MR0367059 (51 #3301) Jonah, D.; Konvisser, M. Some non-abelian $p$-groups with abelian automorphism groups. Arch. Math. (Basel) 26 (1975), 131--133.

This paper exhibits, for each prime $p$, $p+1$ nonisomorphic groups of order $p^8$ with elementary abelian automorphism group of order $p^{16}$. All of these groups have elementary abelian and isomorphic commutator subgroups and commutator quotient groups, and they are nilpotent of class two. All their automorphisms are central. With the methods of the reviewer and Liebeck one could also construct other such groups, but the orders would be much larger.
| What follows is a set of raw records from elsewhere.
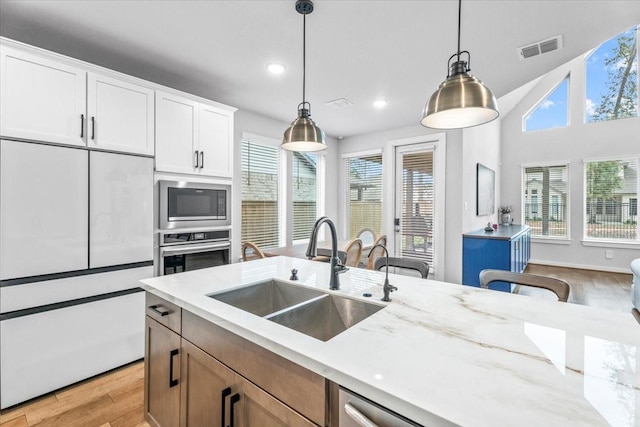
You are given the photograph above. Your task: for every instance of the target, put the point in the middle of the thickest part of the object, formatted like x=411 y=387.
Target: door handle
x=226 y=392
x=234 y=399
x=358 y=416
x=172 y=382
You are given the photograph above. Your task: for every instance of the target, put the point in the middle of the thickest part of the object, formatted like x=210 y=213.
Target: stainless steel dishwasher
x=357 y=411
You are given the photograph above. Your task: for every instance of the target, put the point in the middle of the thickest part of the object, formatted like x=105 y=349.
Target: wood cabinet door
x=207 y=389
x=215 y=141
x=162 y=375
x=119 y=115
x=257 y=408
x=42 y=99
x=176 y=133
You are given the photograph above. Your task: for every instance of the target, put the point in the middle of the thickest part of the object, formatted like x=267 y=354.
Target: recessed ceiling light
x=275 y=68
x=380 y=103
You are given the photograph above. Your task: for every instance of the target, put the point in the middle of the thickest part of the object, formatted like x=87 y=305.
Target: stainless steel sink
x=267 y=297
x=326 y=316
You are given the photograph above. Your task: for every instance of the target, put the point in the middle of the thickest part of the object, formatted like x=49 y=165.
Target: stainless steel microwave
x=194 y=205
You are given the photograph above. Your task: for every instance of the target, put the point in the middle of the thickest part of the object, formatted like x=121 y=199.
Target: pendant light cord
x=459 y=19
x=304 y=57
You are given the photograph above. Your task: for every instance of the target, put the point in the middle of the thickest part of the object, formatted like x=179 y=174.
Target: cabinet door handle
x=234 y=399
x=162 y=313
x=358 y=416
x=226 y=392
x=172 y=382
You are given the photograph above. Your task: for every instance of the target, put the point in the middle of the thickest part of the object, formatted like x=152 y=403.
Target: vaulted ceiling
x=358 y=50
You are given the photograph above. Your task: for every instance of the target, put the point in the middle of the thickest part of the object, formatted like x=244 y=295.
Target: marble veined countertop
x=445 y=354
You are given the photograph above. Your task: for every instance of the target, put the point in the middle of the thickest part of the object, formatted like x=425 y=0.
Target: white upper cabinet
x=193 y=137
x=176 y=137
x=41 y=99
x=120 y=115
x=215 y=141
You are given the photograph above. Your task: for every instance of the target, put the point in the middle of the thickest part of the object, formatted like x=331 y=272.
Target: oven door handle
x=193 y=248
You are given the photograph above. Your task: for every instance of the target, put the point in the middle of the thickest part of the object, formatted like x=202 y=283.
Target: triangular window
x=552 y=111
x=612 y=79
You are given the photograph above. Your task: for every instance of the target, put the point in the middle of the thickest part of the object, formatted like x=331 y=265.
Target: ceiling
x=358 y=50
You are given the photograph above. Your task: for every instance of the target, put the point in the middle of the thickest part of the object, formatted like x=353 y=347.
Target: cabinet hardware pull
x=358 y=416
x=160 y=312
x=234 y=399
x=172 y=382
x=226 y=392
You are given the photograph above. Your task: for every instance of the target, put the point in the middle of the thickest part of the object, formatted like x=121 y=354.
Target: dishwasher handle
x=358 y=416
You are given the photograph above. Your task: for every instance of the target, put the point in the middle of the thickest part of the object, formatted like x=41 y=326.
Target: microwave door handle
x=194 y=249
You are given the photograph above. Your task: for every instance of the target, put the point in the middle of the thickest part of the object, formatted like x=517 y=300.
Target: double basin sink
x=315 y=313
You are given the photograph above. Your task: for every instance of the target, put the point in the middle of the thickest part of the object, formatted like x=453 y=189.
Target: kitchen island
x=443 y=354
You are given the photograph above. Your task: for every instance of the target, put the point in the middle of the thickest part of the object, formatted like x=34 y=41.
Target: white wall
x=262 y=126
x=576 y=143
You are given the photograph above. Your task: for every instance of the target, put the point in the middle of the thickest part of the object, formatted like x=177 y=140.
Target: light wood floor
x=115 y=399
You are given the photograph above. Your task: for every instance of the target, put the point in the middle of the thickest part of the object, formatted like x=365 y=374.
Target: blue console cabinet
x=507 y=248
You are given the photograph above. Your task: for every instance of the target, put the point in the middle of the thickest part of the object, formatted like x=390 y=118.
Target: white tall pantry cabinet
x=76 y=209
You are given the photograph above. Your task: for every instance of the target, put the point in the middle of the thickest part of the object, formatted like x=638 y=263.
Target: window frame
x=601 y=207
x=566 y=239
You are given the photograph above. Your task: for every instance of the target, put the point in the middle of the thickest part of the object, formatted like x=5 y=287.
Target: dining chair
x=403 y=266
x=354 y=251
x=376 y=251
x=251 y=251
x=557 y=286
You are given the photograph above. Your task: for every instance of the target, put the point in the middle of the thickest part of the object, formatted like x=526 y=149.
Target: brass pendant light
x=303 y=134
x=461 y=100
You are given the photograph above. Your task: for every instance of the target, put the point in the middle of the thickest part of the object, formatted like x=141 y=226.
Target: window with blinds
x=363 y=193
x=611 y=198
x=545 y=200
x=418 y=206
x=304 y=193
x=260 y=179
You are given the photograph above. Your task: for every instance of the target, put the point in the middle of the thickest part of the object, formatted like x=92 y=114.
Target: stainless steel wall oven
x=193 y=250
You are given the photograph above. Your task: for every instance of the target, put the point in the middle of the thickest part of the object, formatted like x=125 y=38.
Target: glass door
x=415 y=205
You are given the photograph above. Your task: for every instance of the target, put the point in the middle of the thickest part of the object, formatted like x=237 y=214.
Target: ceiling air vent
x=541 y=47
x=338 y=103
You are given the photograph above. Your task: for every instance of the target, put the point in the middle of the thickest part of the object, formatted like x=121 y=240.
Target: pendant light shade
x=304 y=134
x=461 y=100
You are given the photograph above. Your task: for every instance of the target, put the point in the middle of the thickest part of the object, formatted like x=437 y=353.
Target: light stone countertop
x=445 y=354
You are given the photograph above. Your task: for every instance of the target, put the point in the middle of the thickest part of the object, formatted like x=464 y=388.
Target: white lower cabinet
x=43 y=209
x=45 y=351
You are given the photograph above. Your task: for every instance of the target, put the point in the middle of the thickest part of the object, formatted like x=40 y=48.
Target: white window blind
x=611 y=198
x=545 y=200
x=363 y=193
x=260 y=179
x=304 y=193
x=418 y=206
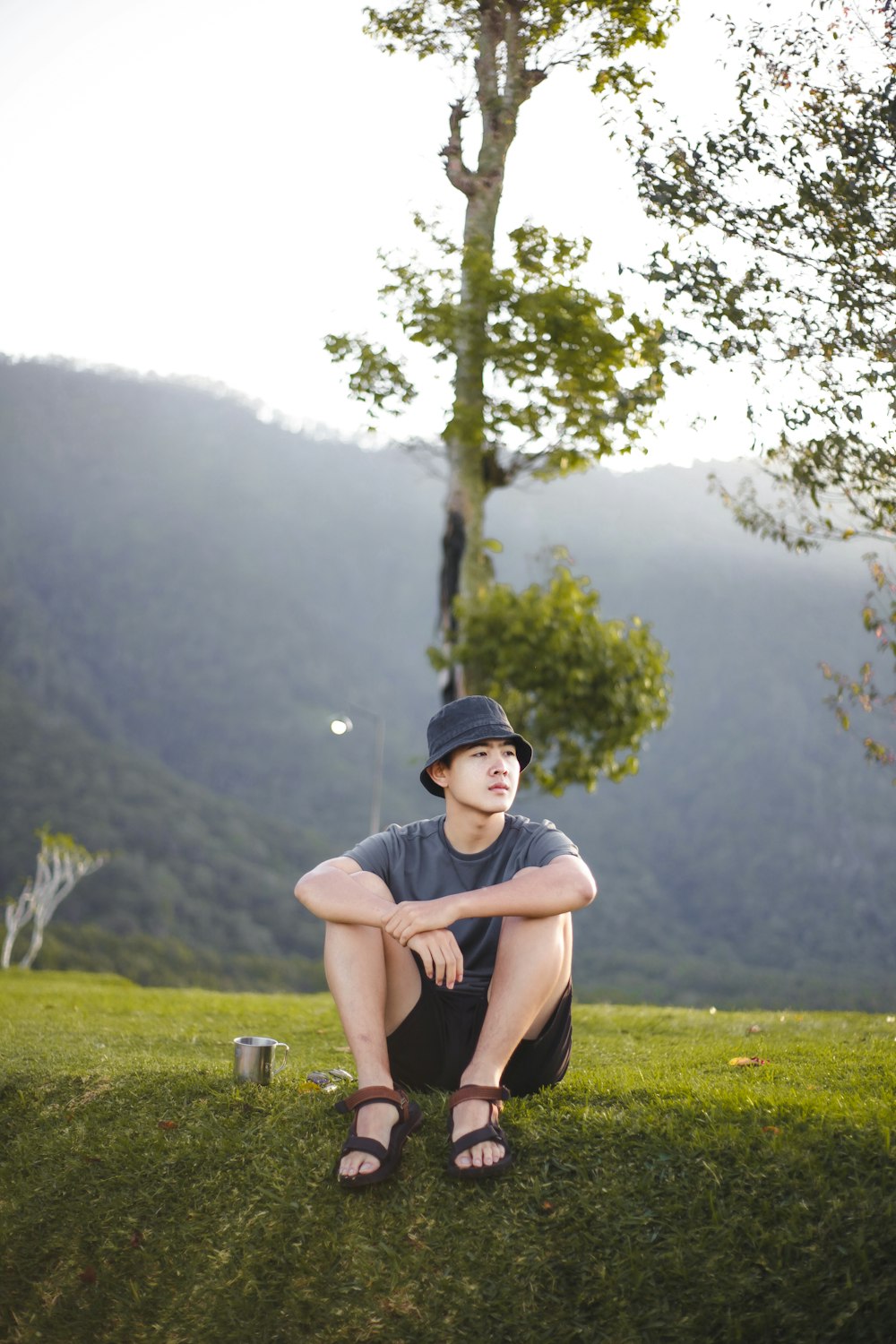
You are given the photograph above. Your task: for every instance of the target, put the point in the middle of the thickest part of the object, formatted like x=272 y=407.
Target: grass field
x=659 y=1193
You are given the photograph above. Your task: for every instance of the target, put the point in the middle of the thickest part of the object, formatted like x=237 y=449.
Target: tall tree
x=783 y=253
x=547 y=375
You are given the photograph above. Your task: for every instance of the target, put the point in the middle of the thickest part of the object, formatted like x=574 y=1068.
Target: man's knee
x=549 y=932
x=371 y=882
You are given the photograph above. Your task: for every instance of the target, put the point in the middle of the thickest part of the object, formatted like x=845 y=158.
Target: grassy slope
x=659 y=1195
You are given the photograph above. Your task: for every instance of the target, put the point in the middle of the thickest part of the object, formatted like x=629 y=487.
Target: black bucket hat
x=474 y=718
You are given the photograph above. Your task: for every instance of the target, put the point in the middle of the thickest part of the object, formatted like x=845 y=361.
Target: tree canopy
x=783 y=254
x=548 y=376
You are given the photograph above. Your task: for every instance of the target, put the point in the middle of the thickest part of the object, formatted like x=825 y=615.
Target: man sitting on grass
x=449 y=952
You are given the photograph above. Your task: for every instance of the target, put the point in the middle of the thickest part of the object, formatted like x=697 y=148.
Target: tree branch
x=457 y=171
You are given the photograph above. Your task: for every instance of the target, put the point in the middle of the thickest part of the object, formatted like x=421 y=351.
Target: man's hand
x=413 y=917
x=441 y=956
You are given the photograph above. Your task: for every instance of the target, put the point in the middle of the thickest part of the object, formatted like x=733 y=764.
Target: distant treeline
x=187 y=596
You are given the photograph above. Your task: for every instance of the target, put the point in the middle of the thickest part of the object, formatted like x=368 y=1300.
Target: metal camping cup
x=253 y=1059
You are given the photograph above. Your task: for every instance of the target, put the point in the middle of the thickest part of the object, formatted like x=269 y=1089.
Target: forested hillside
x=188 y=594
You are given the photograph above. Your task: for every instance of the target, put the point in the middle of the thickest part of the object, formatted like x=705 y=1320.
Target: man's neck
x=469 y=832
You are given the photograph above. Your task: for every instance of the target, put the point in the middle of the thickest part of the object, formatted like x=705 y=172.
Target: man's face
x=484 y=776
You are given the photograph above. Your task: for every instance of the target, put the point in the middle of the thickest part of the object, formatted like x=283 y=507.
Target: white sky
x=201 y=187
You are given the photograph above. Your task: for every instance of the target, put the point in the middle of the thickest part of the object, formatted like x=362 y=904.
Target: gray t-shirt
x=418 y=863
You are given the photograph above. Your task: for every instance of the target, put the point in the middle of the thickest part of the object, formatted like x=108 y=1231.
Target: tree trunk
x=500 y=93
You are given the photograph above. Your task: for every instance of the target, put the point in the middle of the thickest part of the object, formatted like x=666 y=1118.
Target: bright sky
x=201 y=187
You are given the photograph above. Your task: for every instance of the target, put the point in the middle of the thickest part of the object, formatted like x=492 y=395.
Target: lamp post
x=340 y=726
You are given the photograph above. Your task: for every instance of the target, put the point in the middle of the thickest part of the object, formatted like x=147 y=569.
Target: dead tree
x=61 y=866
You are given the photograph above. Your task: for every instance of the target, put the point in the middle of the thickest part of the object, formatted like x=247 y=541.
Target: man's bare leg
x=375 y=984
x=530 y=973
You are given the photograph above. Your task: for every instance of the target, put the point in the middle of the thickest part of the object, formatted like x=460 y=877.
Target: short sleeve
x=548 y=843
x=373 y=855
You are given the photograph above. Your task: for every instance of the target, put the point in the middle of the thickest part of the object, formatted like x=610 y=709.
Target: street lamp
x=340 y=726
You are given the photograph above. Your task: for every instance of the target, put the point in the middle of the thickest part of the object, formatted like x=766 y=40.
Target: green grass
x=659 y=1195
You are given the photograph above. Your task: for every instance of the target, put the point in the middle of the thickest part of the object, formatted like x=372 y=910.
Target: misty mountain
x=188 y=594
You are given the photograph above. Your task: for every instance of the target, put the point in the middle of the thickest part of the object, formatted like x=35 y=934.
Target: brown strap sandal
x=410 y=1118
x=489 y=1133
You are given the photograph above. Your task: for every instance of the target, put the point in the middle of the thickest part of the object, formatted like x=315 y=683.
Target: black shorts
x=437 y=1039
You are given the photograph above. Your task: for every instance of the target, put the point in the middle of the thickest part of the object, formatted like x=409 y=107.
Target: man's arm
x=560 y=886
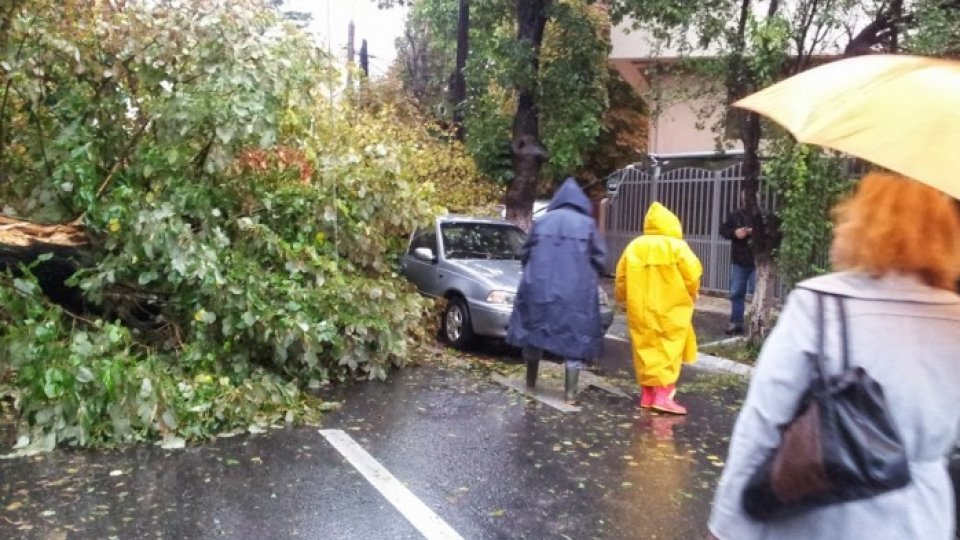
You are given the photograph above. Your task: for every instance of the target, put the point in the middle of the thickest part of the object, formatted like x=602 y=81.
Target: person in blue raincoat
x=557 y=307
FYI, I found this via a google search.

The first to construct such a group (of order $64 = 2^6$) was G.A. Miller* in 1913. If you know something about this early American group theorist (he studied groups of order 2, then groups of order 3, then...and he was good at it, and wrote hundreds of papers!), this is not so surprising. I found a nice treatment of "Miller groups" in Section 8 of

http://arxiv.org/PS_cache/math/pdf/0602/0602282v3.pdf

(*): The wikipedia page seems a little harsh. As the present example shows, he was a very clever guy.